The burger chain announced in a recent state filing that its locations in City of Industry and Whittier will close in late May. An outlet in Merced will also close its doors in late June, and one in Hanford will shut down in early July, according to state court filings.
The burger giant is the latest fast-food chain to shutter locations as the industry struggles with rising labor and real estate costs in the state.
The company cited “financial hardship” as a reason for the closures, according to a filing.
Employers are legally required to submit a Worker Adjustment and Retraining Notification, or WARN notice, to alert employers, state and local officials at least 60 days before major layoffs.
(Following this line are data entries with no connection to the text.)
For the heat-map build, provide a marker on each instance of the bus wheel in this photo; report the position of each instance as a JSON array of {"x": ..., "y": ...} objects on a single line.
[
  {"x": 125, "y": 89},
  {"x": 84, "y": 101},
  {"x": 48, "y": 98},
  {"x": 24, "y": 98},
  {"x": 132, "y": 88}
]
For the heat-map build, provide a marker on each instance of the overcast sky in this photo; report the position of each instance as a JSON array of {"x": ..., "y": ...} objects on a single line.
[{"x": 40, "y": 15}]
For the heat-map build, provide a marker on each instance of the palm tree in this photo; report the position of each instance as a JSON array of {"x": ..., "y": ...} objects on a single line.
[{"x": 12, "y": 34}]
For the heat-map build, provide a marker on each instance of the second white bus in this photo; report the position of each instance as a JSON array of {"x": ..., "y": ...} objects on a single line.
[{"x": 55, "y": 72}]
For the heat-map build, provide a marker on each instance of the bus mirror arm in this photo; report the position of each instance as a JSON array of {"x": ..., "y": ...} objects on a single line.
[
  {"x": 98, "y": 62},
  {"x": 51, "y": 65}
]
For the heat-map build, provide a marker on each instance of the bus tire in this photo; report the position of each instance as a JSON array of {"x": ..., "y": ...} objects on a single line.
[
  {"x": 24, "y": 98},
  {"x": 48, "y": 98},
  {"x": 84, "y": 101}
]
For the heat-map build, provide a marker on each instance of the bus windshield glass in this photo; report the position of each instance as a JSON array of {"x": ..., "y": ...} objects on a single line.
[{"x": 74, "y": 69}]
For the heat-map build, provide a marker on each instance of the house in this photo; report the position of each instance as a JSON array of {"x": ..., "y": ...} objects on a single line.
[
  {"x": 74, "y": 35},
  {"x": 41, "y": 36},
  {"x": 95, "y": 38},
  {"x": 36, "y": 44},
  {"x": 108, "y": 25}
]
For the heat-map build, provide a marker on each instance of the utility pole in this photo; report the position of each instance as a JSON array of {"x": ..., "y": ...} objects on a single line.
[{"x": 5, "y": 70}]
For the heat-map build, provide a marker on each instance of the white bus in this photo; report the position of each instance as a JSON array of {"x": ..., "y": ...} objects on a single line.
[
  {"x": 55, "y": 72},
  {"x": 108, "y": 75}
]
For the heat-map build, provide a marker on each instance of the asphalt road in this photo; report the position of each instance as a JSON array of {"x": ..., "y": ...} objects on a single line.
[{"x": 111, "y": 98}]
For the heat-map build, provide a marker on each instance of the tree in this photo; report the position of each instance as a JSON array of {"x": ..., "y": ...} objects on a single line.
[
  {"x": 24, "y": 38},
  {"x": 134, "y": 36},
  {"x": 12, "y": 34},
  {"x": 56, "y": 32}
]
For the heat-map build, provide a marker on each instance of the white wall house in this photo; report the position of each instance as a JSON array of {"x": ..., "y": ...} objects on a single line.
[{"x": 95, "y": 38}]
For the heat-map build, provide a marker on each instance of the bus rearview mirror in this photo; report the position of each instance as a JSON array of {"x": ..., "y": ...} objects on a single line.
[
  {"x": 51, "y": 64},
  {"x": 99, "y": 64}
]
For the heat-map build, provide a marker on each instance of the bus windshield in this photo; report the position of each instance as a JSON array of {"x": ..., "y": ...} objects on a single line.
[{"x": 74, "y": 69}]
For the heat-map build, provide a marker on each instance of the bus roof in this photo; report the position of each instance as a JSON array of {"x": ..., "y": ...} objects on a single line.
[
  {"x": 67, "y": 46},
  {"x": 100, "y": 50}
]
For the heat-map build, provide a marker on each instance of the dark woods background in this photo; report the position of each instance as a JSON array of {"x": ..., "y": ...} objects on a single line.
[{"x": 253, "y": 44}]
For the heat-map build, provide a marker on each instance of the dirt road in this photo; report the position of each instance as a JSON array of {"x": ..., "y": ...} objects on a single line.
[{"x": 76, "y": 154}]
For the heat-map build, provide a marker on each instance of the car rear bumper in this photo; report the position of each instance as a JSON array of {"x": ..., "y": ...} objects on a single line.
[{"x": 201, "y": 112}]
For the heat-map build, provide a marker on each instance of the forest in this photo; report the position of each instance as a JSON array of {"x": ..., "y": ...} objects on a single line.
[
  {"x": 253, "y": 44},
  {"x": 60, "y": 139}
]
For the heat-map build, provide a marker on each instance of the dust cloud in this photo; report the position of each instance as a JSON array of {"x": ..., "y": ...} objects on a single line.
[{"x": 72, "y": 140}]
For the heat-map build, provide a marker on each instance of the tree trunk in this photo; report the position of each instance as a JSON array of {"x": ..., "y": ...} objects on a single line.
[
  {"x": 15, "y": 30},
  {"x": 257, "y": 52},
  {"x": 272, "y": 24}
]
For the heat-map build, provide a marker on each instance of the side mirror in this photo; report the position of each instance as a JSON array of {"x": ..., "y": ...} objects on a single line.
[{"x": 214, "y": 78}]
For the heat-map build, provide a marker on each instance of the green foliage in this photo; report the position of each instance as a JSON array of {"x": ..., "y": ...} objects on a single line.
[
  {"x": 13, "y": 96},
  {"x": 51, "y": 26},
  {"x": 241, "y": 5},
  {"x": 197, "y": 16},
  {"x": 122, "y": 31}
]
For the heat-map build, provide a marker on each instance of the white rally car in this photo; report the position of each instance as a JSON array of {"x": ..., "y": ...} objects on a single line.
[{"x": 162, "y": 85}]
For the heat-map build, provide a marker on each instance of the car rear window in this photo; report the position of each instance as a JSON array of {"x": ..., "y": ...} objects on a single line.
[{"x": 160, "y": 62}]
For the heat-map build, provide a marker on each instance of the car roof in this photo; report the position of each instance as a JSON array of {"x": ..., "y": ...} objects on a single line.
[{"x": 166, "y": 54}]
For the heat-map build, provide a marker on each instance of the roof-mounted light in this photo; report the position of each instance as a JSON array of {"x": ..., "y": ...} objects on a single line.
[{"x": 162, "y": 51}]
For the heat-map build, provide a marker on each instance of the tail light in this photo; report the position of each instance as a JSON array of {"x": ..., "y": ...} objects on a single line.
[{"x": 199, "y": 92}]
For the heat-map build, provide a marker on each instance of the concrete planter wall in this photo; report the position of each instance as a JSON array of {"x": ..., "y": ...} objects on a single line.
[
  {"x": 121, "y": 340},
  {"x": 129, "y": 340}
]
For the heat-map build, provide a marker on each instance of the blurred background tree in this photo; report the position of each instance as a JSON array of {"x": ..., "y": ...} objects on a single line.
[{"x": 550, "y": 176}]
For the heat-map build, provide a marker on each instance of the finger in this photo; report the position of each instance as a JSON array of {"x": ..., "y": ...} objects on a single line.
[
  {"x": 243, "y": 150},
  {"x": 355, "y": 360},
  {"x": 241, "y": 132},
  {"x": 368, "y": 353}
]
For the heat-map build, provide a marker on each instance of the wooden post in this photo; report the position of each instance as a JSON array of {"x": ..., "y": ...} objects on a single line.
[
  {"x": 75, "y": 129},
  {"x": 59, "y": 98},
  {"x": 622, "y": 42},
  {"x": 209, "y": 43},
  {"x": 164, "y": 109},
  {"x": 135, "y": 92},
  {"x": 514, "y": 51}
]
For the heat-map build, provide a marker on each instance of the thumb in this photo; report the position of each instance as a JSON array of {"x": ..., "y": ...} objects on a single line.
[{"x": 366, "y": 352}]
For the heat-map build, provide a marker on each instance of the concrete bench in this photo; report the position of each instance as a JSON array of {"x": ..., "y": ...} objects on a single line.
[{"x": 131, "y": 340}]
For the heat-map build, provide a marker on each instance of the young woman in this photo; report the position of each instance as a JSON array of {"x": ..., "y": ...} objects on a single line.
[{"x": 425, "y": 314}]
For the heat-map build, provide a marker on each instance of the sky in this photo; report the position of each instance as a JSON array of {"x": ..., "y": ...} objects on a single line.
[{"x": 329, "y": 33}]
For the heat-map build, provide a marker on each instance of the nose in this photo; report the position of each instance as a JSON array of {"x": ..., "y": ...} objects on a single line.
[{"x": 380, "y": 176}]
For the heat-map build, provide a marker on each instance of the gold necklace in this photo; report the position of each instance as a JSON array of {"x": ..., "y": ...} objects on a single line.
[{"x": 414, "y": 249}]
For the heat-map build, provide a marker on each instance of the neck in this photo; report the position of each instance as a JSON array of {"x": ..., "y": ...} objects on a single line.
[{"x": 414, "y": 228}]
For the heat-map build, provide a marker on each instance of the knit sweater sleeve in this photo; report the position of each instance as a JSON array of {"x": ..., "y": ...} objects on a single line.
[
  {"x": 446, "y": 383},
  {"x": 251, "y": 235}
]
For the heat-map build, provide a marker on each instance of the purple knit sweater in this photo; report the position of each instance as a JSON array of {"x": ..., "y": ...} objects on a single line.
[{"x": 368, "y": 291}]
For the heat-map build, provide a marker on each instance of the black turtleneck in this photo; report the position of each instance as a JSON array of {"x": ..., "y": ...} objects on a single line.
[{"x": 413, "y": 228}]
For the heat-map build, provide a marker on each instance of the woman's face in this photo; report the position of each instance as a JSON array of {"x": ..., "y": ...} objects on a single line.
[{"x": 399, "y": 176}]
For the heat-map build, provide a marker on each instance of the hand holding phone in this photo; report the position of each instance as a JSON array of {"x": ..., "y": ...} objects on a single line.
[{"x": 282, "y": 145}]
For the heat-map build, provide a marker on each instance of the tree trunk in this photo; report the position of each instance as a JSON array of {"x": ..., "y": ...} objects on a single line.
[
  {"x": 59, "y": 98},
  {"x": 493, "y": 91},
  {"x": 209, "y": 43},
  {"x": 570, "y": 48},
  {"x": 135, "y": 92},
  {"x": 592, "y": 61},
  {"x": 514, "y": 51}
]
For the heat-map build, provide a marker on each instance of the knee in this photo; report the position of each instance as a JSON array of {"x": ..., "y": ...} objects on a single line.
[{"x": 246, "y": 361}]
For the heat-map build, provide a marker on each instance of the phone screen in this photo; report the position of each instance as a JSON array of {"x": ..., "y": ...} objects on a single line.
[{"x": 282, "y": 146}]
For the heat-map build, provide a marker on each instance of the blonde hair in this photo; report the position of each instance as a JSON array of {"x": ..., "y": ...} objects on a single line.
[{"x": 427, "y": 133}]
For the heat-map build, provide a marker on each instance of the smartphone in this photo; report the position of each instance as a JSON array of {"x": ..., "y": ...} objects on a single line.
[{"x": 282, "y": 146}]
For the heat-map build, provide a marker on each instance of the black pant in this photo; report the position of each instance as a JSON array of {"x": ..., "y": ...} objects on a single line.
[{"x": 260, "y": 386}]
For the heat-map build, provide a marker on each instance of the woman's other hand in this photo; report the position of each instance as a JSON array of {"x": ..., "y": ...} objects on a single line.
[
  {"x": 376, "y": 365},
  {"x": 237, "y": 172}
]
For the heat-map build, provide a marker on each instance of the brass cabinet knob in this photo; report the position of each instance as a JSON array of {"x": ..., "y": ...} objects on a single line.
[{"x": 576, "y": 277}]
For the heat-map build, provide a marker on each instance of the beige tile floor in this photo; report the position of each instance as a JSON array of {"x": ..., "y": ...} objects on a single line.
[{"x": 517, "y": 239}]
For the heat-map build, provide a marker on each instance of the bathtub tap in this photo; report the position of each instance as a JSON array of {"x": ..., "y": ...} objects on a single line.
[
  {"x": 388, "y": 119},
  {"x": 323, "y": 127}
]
The initial notices were submitted in late April and early May.
The chain had steady growth in 2024, but seems to have stumbled in California. It opened 37 new storefronts that year, according to the company’s franchise disclosure document. Yet California stores accounted for eight of the 14 locations that closed that year.
The closures will result in 55 jobs lost across the four locations, according to the WARN notice.
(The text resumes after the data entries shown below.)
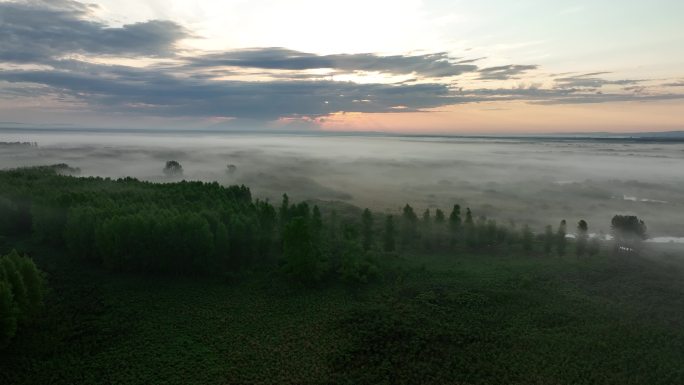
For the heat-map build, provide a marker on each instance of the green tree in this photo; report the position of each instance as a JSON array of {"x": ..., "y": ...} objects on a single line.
[
  {"x": 302, "y": 262},
  {"x": 548, "y": 240},
  {"x": 561, "y": 242},
  {"x": 582, "y": 238},
  {"x": 8, "y": 314},
  {"x": 389, "y": 234},
  {"x": 409, "y": 228},
  {"x": 367, "y": 229},
  {"x": 527, "y": 239}
]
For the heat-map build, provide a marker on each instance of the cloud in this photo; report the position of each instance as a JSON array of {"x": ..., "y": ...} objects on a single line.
[
  {"x": 154, "y": 92},
  {"x": 428, "y": 65},
  {"x": 38, "y": 31},
  {"x": 40, "y": 38},
  {"x": 506, "y": 72},
  {"x": 591, "y": 81}
]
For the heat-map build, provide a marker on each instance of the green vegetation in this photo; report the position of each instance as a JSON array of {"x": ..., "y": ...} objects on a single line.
[
  {"x": 195, "y": 283},
  {"x": 21, "y": 294}
]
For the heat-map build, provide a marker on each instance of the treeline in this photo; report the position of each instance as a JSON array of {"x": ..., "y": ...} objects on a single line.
[
  {"x": 21, "y": 293},
  {"x": 199, "y": 228}
]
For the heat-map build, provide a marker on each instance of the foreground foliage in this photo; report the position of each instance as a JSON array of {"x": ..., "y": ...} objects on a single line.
[{"x": 21, "y": 293}]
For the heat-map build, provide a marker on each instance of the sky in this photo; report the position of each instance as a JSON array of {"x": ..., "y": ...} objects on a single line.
[{"x": 432, "y": 66}]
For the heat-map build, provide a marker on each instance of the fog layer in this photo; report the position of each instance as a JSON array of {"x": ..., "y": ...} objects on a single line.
[{"x": 525, "y": 180}]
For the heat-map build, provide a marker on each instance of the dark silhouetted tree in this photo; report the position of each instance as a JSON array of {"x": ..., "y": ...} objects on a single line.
[
  {"x": 439, "y": 217},
  {"x": 409, "y": 226},
  {"x": 389, "y": 234},
  {"x": 548, "y": 240},
  {"x": 582, "y": 238},
  {"x": 527, "y": 239},
  {"x": 629, "y": 232},
  {"x": 561, "y": 242},
  {"x": 302, "y": 263},
  {"x": 173, "y": 168},
  {"x": 367, "y": 229}
]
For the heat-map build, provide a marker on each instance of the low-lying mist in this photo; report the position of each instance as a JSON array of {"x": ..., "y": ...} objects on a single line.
[{"x": 531, "y": 181}]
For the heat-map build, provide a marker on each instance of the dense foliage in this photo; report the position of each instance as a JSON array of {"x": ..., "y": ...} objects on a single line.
[
  {"x": 197, "y": 228},
  {"x": 21, "y": 293}
]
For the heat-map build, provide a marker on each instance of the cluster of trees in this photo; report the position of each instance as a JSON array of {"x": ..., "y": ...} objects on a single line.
[
  {"x": 628, "y": 231},
  {"x": 21, "y": 293},
  {"x": 196, "y": 227}
]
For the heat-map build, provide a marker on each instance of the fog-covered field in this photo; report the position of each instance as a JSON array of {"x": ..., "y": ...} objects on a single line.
[{"x": 525, "y": 180}]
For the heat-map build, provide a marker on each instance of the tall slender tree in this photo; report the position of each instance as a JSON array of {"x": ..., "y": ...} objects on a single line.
[
  {"x": 561, "y": 242},
  {"x": 389, "y": 234},
  {"x": 582, "y": 238},
  {"x": 367, "y": 229}
]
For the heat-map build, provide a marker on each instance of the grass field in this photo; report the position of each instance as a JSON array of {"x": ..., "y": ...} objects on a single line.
[{"x": 431, "y": 319}]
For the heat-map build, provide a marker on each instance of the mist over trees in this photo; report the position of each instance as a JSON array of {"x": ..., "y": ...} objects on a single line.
[
  {"x": 21, "y": 293},
  {"x": 205, "y": 228}
]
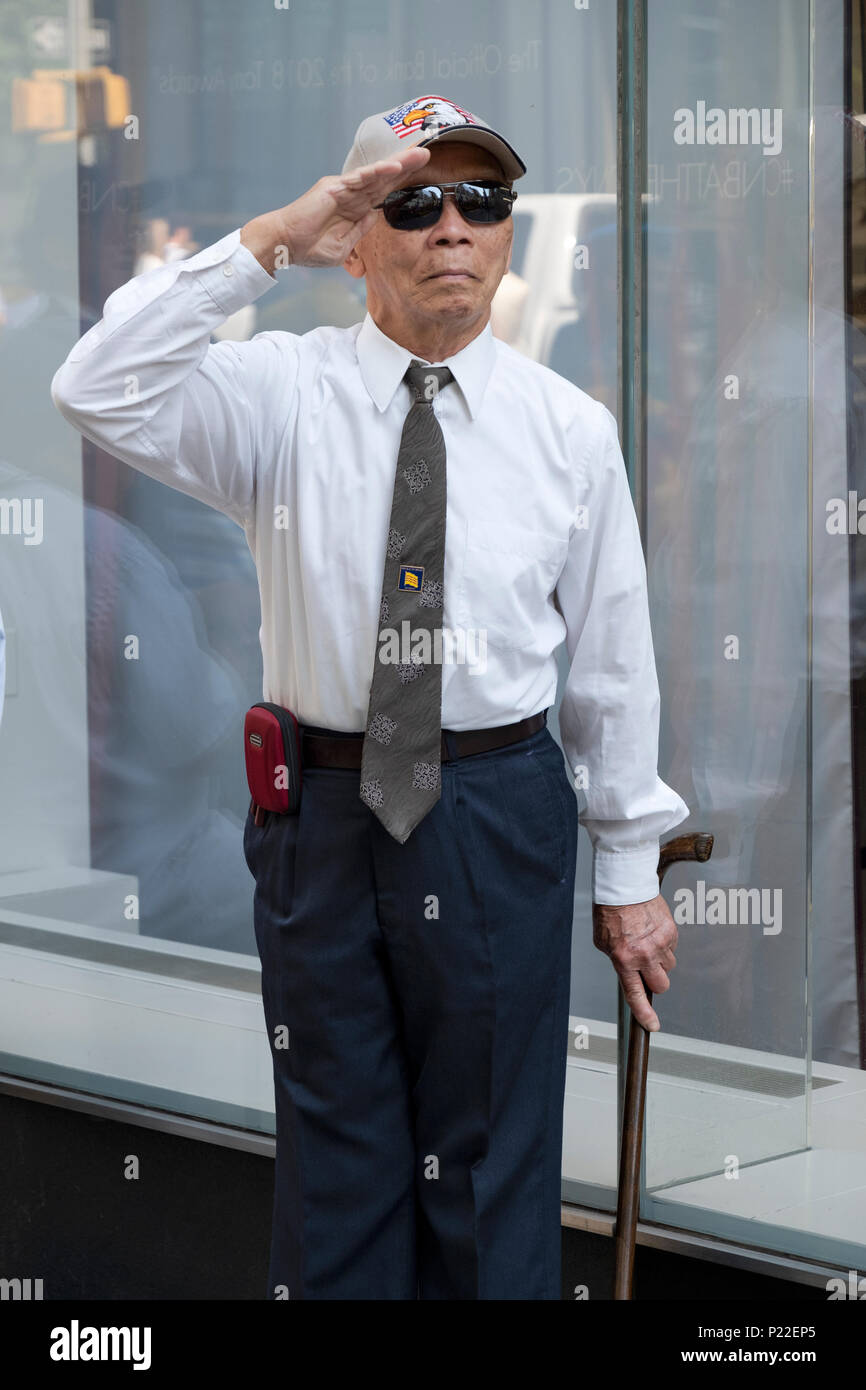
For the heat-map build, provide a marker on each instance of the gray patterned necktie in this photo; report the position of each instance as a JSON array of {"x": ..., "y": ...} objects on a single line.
[{"x": 401, "y": 758}]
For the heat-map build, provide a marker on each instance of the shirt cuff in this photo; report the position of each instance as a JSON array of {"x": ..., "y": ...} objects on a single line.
[
  {"x": 230, "y": 273},
  {"x": 626, "y": 876}
]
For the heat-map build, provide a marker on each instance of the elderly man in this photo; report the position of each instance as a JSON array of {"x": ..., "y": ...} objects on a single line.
[{"x": 402, "y": 481}]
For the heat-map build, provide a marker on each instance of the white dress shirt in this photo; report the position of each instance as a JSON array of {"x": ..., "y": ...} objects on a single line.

A spokesperson for Five Guys did not immediately respond to a request for comment.
Fast food chains have struggled against rising operational costs and increasingly cost-conscious customers.
California’s economic landscape has further complicated business in the state. While aerospace and defense companies have continued to flock to the state, companies in other sectors, including food, have started to bail out.
Five Guys ranked 42 in QSR Magazine’s top 50 U.S. restaurants list for 2026 and the number of locations in the country rose by 2% in 2025.
The chain got its start around 40 years ago in Virginia and now operates over 1,900 locations, according to its website.
The restaurant’s website lists over 85 locations in California, including at least 15 storefronts in the Los Angeles area.